Haskell logo CIS 5520: Advanced Programming

Fall 2024

  • Home
  • Schedule
  • Homework
  • Resources
  • Software
  • Style guide
Note: this is the stubbed version of module Sum. Try to figure out how to fill in all parts of this file marked undefined. CIS 5520 students should be able to access this code through github. Eventually, the completed version will be available.
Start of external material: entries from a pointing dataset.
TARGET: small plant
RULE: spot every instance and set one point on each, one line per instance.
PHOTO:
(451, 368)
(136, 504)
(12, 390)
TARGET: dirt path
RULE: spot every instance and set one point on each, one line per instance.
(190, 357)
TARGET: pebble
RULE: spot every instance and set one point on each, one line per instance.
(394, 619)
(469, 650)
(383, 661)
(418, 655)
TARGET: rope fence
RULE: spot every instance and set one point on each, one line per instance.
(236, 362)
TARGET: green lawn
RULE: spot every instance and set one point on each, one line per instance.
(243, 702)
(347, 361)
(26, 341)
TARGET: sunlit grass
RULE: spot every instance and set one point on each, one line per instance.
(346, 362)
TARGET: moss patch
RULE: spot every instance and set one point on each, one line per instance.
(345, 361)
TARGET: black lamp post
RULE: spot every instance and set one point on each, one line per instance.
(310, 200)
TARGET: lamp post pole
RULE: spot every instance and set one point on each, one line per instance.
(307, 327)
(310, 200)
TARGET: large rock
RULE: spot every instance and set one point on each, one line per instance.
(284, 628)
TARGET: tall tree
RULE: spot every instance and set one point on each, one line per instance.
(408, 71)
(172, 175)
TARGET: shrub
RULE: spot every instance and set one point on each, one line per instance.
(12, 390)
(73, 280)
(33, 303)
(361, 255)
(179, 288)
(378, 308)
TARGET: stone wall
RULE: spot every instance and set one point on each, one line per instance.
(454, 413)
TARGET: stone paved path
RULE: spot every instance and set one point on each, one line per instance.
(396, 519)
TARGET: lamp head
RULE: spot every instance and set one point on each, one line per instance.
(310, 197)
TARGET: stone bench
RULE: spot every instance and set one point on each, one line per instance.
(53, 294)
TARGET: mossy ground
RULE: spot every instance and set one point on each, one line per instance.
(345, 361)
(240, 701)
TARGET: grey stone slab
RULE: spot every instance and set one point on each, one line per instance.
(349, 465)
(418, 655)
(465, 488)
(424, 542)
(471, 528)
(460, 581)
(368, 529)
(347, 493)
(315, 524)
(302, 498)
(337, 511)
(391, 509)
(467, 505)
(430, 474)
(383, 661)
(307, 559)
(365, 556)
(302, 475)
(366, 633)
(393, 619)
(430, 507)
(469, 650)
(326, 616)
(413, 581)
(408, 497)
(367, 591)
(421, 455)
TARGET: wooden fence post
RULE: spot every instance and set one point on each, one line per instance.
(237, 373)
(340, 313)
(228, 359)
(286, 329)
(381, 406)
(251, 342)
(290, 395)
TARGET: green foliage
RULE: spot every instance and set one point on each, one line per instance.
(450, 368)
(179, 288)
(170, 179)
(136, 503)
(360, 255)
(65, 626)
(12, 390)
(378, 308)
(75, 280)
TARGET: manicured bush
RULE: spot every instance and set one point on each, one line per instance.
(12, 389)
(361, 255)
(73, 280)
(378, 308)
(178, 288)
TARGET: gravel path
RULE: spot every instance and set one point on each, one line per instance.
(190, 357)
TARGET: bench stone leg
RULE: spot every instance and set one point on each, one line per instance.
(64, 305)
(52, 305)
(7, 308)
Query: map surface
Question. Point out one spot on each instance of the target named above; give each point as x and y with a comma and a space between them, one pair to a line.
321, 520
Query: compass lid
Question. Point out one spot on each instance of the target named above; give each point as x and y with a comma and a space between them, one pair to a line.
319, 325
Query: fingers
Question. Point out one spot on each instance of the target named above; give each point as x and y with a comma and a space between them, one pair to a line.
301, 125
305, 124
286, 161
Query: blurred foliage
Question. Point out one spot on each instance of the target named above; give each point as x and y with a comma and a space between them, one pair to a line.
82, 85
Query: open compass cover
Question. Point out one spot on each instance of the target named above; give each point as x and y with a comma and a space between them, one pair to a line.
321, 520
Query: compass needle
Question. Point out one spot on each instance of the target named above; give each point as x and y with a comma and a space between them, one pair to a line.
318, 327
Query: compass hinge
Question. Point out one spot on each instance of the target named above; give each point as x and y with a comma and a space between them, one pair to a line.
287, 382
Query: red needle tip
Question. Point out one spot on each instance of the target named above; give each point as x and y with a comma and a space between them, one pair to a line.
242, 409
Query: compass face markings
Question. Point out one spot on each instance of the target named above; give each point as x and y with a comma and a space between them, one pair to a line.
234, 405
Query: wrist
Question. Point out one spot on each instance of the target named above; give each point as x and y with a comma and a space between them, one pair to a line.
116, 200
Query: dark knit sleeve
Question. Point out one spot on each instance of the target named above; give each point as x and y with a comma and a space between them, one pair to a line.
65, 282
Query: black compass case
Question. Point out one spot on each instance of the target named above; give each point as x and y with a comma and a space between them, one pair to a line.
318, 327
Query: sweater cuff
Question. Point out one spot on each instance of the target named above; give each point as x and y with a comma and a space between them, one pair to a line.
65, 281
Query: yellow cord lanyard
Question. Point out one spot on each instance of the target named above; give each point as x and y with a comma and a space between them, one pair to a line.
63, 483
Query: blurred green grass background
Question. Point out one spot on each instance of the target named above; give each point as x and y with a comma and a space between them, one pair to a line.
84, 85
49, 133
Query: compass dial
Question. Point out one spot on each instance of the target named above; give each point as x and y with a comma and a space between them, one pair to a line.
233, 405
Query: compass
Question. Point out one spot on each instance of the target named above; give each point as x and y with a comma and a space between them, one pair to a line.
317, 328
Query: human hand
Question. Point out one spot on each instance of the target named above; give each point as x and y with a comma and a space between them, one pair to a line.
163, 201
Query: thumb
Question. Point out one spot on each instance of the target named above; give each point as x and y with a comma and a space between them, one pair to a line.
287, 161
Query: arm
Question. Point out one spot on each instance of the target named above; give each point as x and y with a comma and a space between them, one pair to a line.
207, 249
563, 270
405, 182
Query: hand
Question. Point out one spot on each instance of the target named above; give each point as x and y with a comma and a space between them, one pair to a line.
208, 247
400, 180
Optional exercise: foldr vs. foldl

This module contains some quick examples demonstrating the difference between foldr and foldl. It is advanced material for CIS 5520, designed for those who have seen fold and tail recursion before, such as in CIS 1200.

> module Sum where
> -- https://www.seas.upenn.edu/~cis5520/current/lectures/stub/02-higherorder/Sum.html
> 
> import Prelude hiding (foldr, foldl)

Let's start with a concrete example of a fold --- the "sum" function that adds together all numbers in a list. We can write this function in four different ways. The first two are the standard recursive definitions of sum. The third and fourth use a helper function that includes an accumulator.

> sum1 :: [Int] -> Int
> sum1 [] = 0
> sum1 (x:xs) = x + sum1 xs
> sum2 :: [Int] -> Int
> sum2 [] = 0
> sum2 (x:xs) = sum2 xs + x
> sum3 :: [Int] -> Int
> sum3 = sumAux 0  where
>    sumAux acc [] = acc 
>    sumAux acc (x : xs) = sumAux (acc + x) xs
> sum4 :: [Int] -> Int
> sum4 = sumAux 0  where
>    sumAux acc [] = acc 
>    sumAux acc (x : xs) = sumAux (x + acc) xs

All of these functions give us the same result because (+) is associative and commutative. However, none of these functions give us exactly the same computation: they each process the list in a different order.

     sum1 [1,2,3]
       == 1 + (2 + (3 + 0))
     sum2 [1,2,3]
       == ((0 + 3) + 2) + 1
     sum3 [1,2,3]
       == ((0 + 1) + 2) + 3
     sum4 [1,2,3]
       == (3 + (2 + (1 + 0)))

Generalizing Fold

We can generalize the examples above to create several different recursion patterns over lists. Compare these definitions with the variants of sum above. Then try to write the missing fourth variant`.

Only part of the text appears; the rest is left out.